I worked with multiple Latino men named Luis & they let everyone else pronounce their names the English version "Lew-is" I'm like "isn't it Loo-ees?" & they were just like "eh it doesn't matter"
Like they shouldn't feel like they need to Americanize their names to fit in but at least they chose these adopted names and they weren't thrust on them by lazy white people.
And white people suck at pronouncing other white people names too. I had a classmate named Siobhan, an Irish name, pronounced "Sha-von" & a substitute once called her "Sai-oh-ban" (oh but they all know Sean is pronounced Shawn). My last name has the Italian spelling & pronunciation so the "Ci" at the beginning is pronounced like "ch." I only got through public school with no one mispronouncing it because my grandmother was a teacher in the same school system & everyone knew her. But outside of school I heard every variation possible. Also my elementary principal insisted on pronouncing my first name Danielle "Dah-nee-elle" instead of "Dan-yell"

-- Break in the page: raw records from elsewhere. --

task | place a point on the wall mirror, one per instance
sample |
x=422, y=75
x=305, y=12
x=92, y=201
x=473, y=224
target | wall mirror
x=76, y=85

Languages that have different phonemes are going to be difficult - almost impossible - for non-natives & you might never get the accent right. But it's not your decision to give someone an easier name. Some people appreciate the effort and will take however close you can get. Others don't want to bother with butchering and choose a nickname. But it's on them. It's what THEY want to be called, not what you feel like saying.